Greater awareness about the illness as well as more widely available low-cost treatments means that the number of cases in western countries has dropped since the 1990s.

Leading cancer and global health experts are now calling for new plans to tackle cancer in poor countries. Writing this week in the medical journal The Lancet, they highlight the huge gap in the standards of cancer treatment across developing nations.

A key issue, the writers say, is the lack of affordable access to treatment in poorer countries, which makes it essential to tackle the major risk factors, for example through hard-hitting anti-tobacco campaigns, education about early detection and screening, and programmes to push healthy eating in poor countries where obesity has become a problem.

In poor countries without specialised services, a lot can be done to prevent and treat cancer by using primary and secondary caregivers, off-patent drugs, and regional and global mechanisms for financing and sourcing, experts say in the journal. “Several middle-income countries have included cancer treatment in national health insurance coverage with a focus on people living in poverty,” they say. “These strategies can reduce costs, increase access to health services and strengthen health systems to meet the challenge of cancer and other diseases.

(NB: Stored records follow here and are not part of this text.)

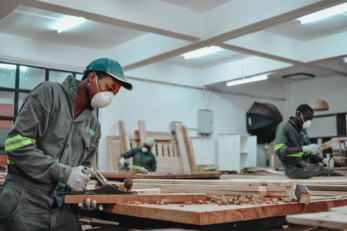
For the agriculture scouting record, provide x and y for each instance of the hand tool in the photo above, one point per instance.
(328, 157)
(106, 187)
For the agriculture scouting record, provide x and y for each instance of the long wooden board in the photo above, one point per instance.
(123, 175)
(149, 199)
(334, 220)
(214, 214)
(240, 182)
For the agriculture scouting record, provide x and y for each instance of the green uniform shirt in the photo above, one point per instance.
(142, 159)
(288, 135)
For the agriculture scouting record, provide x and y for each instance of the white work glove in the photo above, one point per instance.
(313, 148)
(122, 161)
(330, 162)
(90, 206)
(78, 179)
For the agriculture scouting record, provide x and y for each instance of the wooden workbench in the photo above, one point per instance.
(202, 215)
(123, 175)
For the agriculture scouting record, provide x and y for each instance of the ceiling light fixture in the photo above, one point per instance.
(201, 52)
(247, 80)
(67, 23)
(339, 9)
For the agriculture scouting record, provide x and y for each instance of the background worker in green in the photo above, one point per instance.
(143, 158)
(54, 138)
(299, 157)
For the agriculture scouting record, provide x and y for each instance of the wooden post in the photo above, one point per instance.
(142, 131)
(124, 140)
(182, 147)
(190, 150)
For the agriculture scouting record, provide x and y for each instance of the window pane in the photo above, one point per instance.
(30, 77)
(79, 76)
(58, 76)
(22, 97)
(5, 127)
(7, 75)
(6, 103)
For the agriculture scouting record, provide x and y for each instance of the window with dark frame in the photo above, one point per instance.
(16, 82)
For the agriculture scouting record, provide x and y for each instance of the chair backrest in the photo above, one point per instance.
(165, 151)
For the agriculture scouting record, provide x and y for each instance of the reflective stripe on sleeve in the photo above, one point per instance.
(18, 141)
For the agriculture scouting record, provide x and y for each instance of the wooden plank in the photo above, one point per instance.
(319, 187)
(124, 140)
(182, 148)
(148, 191)
(142, 131)
(190, 150)
(113, 153)
(247, 182)
(333, 220)
(149, 199)
(162, 136)
(220, 189)
(328, 193)
(123, 175)
(214, 214)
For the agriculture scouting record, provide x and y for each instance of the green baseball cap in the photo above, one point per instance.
(112, 68)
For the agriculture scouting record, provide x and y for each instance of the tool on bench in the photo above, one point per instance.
(106, 187)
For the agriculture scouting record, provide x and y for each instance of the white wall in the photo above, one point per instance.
(331, 89)
(160, 104)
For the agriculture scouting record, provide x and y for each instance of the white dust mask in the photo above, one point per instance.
(101, 99)
(306, 123)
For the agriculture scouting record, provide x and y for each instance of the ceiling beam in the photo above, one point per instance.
(247, 29)
(7, 7)
(141, 15)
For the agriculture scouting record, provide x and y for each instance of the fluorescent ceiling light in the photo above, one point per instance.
(7, 66)
(67, 23)
(339, 9)
(247, 80)
(202, 52)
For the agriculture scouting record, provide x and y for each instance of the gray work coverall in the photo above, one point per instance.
(296, 165)
(142, 159)
(43, 145)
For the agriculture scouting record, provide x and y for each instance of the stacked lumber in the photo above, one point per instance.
(2, 177)
(333, 219)
(133, 175)
(174, 154)
(221, 187)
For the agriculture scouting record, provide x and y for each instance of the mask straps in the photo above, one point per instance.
(302, 117)
(97, 85)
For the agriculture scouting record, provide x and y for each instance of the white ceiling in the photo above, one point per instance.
(278, 76)
(165, 33)
(36, 24)
(197, 5)
(209, 60)
(309, 31)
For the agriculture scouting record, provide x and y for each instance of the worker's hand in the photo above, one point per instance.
(329, 162)
(122, 161)
(312, 148)
(78, 179)
(89, 206)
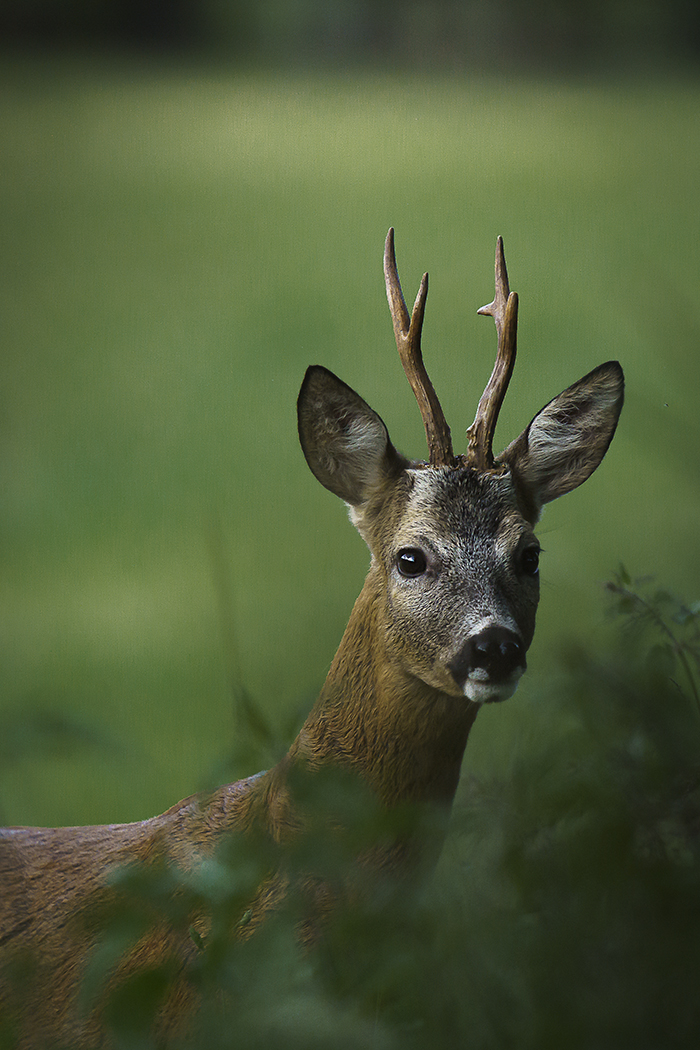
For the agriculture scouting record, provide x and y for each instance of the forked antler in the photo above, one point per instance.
(407, 332)
(504, 312)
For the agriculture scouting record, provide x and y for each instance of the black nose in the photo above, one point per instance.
(495, 650)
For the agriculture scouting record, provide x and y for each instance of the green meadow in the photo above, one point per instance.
(177, 246)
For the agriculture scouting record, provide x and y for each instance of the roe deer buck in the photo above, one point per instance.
(442, 625)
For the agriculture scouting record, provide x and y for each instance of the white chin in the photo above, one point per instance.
(489, 692)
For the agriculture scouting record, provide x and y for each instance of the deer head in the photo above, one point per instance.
(454, 559)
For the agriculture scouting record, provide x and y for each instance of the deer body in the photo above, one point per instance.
(442, 625)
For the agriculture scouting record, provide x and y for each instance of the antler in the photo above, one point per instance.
(407, 332)
(504, 312)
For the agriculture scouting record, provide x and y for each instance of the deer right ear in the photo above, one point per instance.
(567, 440)
(344, 441)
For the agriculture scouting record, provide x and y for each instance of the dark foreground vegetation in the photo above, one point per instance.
(565, 911)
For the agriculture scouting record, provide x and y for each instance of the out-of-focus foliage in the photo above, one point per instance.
(496, 33)
(565, 911)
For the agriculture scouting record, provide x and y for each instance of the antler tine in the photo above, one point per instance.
(407, 332)
(504, 312)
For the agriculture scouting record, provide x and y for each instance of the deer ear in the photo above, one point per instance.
(344, 441)
(567, 440)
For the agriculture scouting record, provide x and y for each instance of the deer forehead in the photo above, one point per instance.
(461, 507)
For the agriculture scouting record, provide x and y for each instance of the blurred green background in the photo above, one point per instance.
(190, 215)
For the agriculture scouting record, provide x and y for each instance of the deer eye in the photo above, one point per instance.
(411, 562)
(530, 561)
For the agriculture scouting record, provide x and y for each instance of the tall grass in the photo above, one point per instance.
(565, 911)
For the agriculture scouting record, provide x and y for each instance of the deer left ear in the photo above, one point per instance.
(344, 441)
(567, 440)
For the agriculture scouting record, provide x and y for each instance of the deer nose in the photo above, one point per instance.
(495, 651)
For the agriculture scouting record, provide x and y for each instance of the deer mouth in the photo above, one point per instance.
(480, 688)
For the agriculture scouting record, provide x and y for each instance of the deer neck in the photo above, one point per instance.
(405, 738)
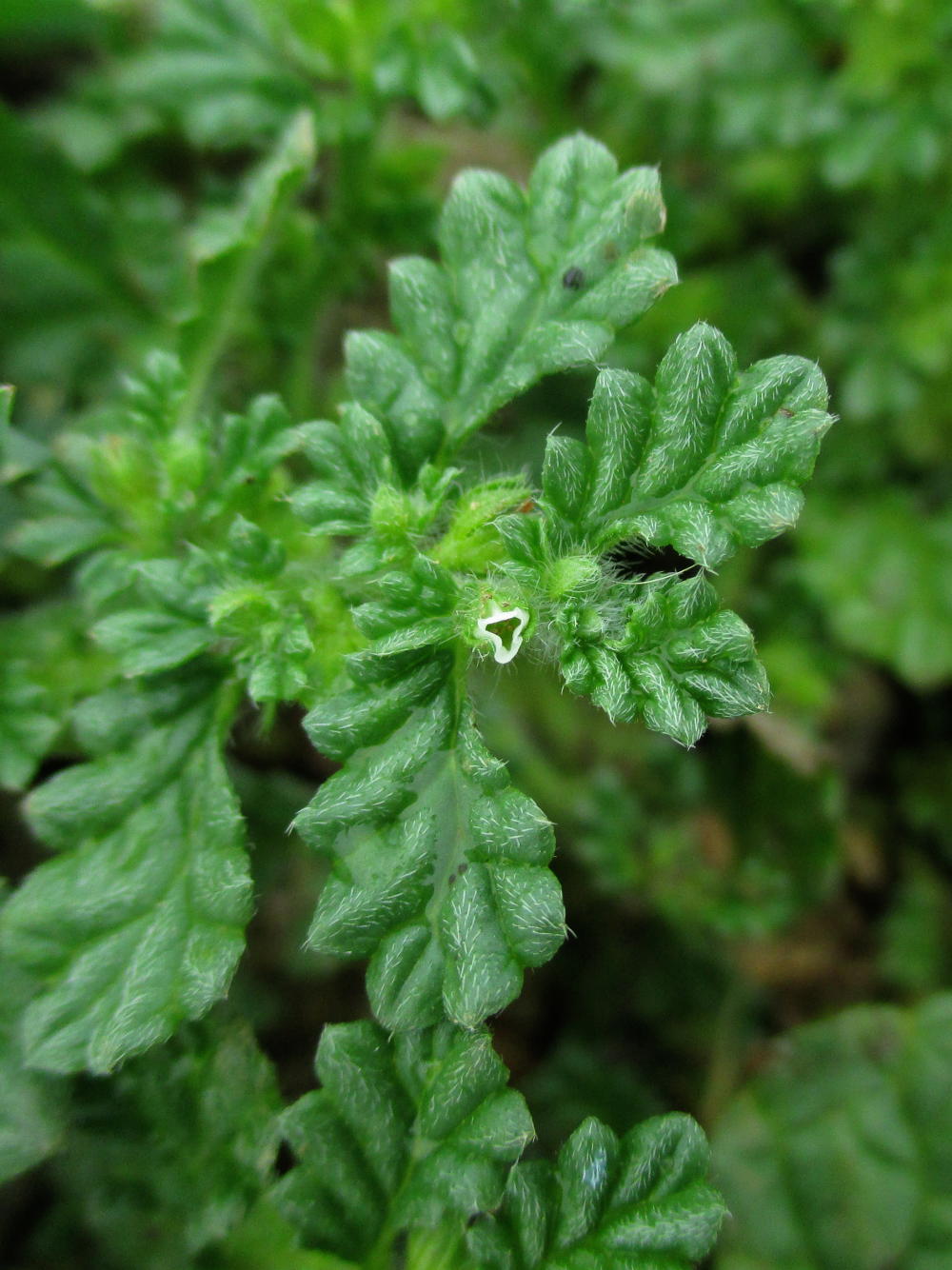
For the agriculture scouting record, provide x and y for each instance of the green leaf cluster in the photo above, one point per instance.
(211, 570)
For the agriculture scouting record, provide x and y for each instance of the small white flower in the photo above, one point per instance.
(498, 617)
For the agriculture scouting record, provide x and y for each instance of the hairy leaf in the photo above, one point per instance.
(706, 460)
(400, 1133)
(30, 1103)
(838, 1153)
(531, 282)
(440, 871)
(139, 923)
(636, 1202)
(166, 1157)
(664, 652)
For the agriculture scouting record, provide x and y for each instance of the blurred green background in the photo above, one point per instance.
(794, 865)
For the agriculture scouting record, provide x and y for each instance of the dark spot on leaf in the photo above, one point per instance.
(640, 559)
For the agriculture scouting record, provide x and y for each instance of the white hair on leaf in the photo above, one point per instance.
(498, 617)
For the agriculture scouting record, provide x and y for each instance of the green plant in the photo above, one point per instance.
(358, 567)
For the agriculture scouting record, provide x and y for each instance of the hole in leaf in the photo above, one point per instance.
(642, 559)
(506, 628)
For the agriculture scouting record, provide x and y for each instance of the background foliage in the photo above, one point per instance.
(762, 924)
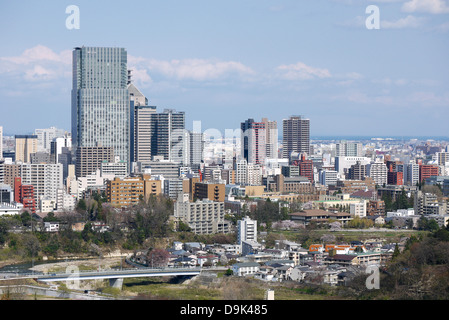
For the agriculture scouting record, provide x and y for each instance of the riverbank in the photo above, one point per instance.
(83, 264)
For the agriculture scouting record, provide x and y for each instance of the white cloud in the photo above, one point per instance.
(41, 53)
(428, 6)
(191, 69)
(301, 71)
(407, 22)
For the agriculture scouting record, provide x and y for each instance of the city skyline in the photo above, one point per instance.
(224, 63)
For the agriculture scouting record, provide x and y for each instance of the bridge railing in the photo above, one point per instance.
(108, 271)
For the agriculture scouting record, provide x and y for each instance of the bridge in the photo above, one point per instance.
(115, 276)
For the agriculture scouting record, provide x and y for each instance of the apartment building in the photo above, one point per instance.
(202, 216)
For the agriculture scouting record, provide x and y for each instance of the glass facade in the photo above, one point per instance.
(100, 99)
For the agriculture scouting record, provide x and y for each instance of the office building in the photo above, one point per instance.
(168, 136)
(122, 192)
(379, 172)
(100, 99)
(253, 142)
(271, 140)
(46, 179)
(328, 177)
(427, 171)
(46, 136)
(196, 144)
(412, 169)
(142, 133)
(306, 168)
(1, 142)
(211, 191)
(202, 216)
(348, 149)
(357, 171)
(342, 164)
(25, 145)
(89, 159)
(295, 136)
(24, 194)
(246, 230)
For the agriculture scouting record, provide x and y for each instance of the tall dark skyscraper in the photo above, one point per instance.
(100, 99)
(296, 136)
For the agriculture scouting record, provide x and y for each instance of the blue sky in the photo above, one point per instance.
(223, 62)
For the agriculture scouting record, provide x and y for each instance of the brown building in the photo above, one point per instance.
(129, 191)
(24, 194)
(89, 159)
(375, 208)
(211, 191)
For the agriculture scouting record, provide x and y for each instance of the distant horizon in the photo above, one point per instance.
(224, 62)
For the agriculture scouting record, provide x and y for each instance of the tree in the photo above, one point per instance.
(157, 257)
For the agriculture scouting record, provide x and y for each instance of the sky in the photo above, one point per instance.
(222, 62)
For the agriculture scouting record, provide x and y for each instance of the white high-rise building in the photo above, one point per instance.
(45, 178)
(328, 177)
(246, 230)
(248, 173)
(46, 136)
(203, 216)
(344, 163)
(272, 133)
(412, 176)
(348, 149)
(1, 142)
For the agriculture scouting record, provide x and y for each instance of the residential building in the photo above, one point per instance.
(348, 149)
(295, 136)
(142, 130)
(89, 159)
(427, 171)
(209, 190)
(46, 136)
(246, 230)
(168, 136)
(202, 216)
(122, 192)
(46, 179)
(24, 194)
(379, 172)
(328, 177)
(271, 140)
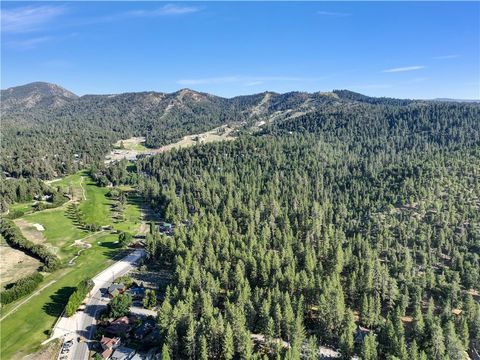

Cancer is and has been relatively neglected in developing countries,” says The International Network for Cancer Treatment and Research. “This stems from the fact that cancer is a particularly complex health problem which consumes extensive resources. This acts as a disincentive in poor countries and international agencies to address it; available resources often remain insufficient to deal with the most basic public health issues, such as a clean water supply, adequate diet, and the control of major infections."